In a day and age where bands are criticized for going “softer” and more accessible with their music, New Jersey noisemakers Can’t Swim decided to go against the grain.
After building a passionate fan base of pop-punk enthusiasts thanks to the release of This Too Won’t Pass and Fail You Again, the Pure Noise signees have given their listeners the ultimate curveball with their new hardcore-inspired EP Foreign Language.
Featuring guest spots from former Gallows’ frontman Frank Carter, Taking Back Sunday’s Adam Lazzara, Stray From The Path’s Drew Dijorio and Trash Talk’s Spencer Pollard, Can’t Swim’s latest release is a rambunctious crossover of everything you know and love from both the hardcore and pop-punk scene.
Detailing his time working with such influential names in the rock and heavy music community, vocalist Chris LoPorto said, “Frank Carter did something on Foreign Language, we’re all big fans of his. Drew [from Stray From The Path] has become a friend of mine through Can’t Swim. He reached out his hand and helped us in the very beginning. Spencer from Trash Talk – I played in Trash Talk for a little bit – he was nice enough to come and do something. And then Adam Lazarra from Taking Back Sunday sang a little bit on the first song.”
LoPorto went on to add, “[This EP] felt like a mixtape. It felt like a group effort. It was a lot of fun to make, a lot of fun to collab. We never really did anything like that in the past. So it was cool. It was a lot of fun.”
As for the music that helped inspire LoPorto and Co. create such an energetic and hard-hitting release, we asked the talented frontman to give us a list of a few records that helped introduce him to his “heavy” side. To check out which albums LoPorto picked, be sure to look below. Afterward, make sure to pick up a copy of Foreign Language and grab tickets to see Can’t Swim out on tour with A Day To Remember, I Prevail and Beartooth here.
Metallica - Ride The Lightening
CHIRS LOPORTO: One record that inspired Foreign Language was Ride The Lightning by Metallica. My Uncle Mike played it for me when I was a young man. I thought it was really cool that it was heavy and somewhat melodic. Like, they would sing and I could understand what was going on. It wasn’t just full-on thrash like their previous record was. The end of “Creeping Death” is one of mine and Chez’s [Mike Sanchez, guitarist] favorite parts in any heavy song and we try to rip it off as much as we can [laughs]. But yeah, we’re all big fans of Metallica and I just remember that was the first [album of theirs] that I heard. I definitely think it snuck its way into the creation of Foreign Language.
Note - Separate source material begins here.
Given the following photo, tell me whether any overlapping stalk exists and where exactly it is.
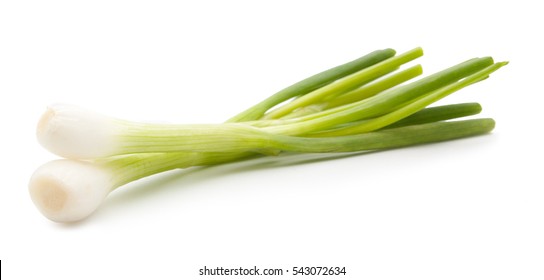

Every Time I Die - Hot Damn!
Another record that helped inspire Foreign Language was Hot Damn! by Every Time I Die. It came to me a little bit later in life. I think I heard it when I was in high school. It’s way more chaotic than the Metallica record. I thought lyrically, it was cool of them to write about very poetic things but it’s like the heaviest music of all time. It still comes from like a very singer-songwriter type of perspective but it’s like the most intense album of all time. I don’t know how similar [Hot Damn! and Foreign Language] sound but it was just more of an inspiration. Like, if they could do something that wild, we wanted to do the same thing.
Converge - You Fail Me and Petitioning The Empty Sky
You Fail Me and Petitioning The Empty Sky by Converge was really big for me in high school. Again, probably the most intense, not very melodic at all, but I just remember falling in love with the drums and just how intense it all was. Again too, Jacob Bannon was very poetic in his writing – I didn’t think it was like, “beat up your friends.” He wrote a lot of different types of stories and narratives and I just fell in love with all the artwork that he would do. And the live show, I remember seeing it in Asbury Park and it just blew me away. [Bannon] was just a madman and the crowd was just as insane. It was my first glimpse into that world of just like people losing their minds. I’ve been a fan of Converge ever since the day I’ve heard it and I still am. They still put out amazing records and I would like to think that some of the inspiration snuck its way into Foreign Language.